FREMONT, CA: Innovations in horticulture are at the forefront of shaping the future of agriculture, ushering in a new era marked by technological advancements and sustainable practices. As the industry embraces contemporary technologies–from digital phenotyping to autonomous greenhouse systems–the landscape of horticulture is transforming. These innovations promise increased efficiency and reduced manual labour and also pave the way for more data-driven and environmentally conscious approaches to cultivation.
Over the next ten years, there will be a significant change in the greenhouse industry. Though the external look might not change, the interior dynamics are going through a technological revolution. Robots, drones, and sensors are increasingly becoming essential parts that greenhouse operators control with ease using a variety of dashboards. This change is representative of a wider trend in the industry: a move from descriptive growing, in which operators interpret historical data using graphics, to prescriptive growing, in which computers direct behaviour. The ultimate goal is autonomous control, and over the next ten years, an artificial intelligence-run greenhouse that operates on its own will exist. This evolution signals a changing role for growers as the industry embraces innovations and the prospect of fully autonomous greenhouses becomes increasingly tangible.

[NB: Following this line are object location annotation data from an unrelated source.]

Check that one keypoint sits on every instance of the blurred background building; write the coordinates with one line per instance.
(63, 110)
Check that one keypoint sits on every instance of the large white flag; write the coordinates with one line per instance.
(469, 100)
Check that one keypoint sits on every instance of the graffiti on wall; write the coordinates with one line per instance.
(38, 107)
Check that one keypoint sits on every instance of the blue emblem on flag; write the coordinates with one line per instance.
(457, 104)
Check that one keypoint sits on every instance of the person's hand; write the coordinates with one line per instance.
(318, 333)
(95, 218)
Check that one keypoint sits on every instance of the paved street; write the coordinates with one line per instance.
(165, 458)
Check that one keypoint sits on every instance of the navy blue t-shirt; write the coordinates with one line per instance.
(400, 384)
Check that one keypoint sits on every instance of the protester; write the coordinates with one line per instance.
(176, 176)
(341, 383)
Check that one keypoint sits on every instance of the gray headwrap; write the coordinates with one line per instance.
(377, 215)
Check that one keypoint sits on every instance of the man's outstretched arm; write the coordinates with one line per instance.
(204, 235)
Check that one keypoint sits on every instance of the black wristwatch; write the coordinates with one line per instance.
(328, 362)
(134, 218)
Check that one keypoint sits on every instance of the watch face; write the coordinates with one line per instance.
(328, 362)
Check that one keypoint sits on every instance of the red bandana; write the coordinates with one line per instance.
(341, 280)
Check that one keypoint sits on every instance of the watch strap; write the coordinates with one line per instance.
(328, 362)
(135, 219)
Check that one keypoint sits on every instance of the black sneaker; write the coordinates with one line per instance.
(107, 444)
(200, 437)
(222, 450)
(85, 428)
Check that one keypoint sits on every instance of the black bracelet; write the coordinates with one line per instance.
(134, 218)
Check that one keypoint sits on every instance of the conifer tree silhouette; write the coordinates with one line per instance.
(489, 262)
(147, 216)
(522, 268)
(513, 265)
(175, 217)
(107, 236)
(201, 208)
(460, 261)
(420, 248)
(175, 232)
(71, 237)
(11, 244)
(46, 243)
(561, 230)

The adoption of cutting-edge technologies in greenhouse operations is changing the labour market and requiring greenhouse operators to have different skill sets. The shift to autonomous growth will greatly lessen the need for physical labour. Robots will be used to automate routine jobs like harvesting fruit and making outdated traditional practices like scouting for pests and diseases. Scouting robots will locate problems and map them, allowing spray robots to apply plant protection agents precisely. The modern greenhouse, with its advanced technology, requires operators to have a different set of skills. The grower's role is still crucial, but the focus now is on combining traditional horticultural knowledge with technical know-how. The transition involves a departure from rules-based algorithms influenced manually to AI-driven autonomous computer set-points.
There's excitement about several plant sensing technologies being tested in the industry right now. Digital phenotyping and imaging technologies are two examples of these technologies. A state-of-the-art digital phenotyping imaging technique can measure and analyse critical plant phenotypic data. In essence, it monitors how the plant reacts to its surroundings. These technologies will fundamentally change how human crop registration procedures are carried out and will be essential to the creation of data-driven autonomous greenhouses in the future.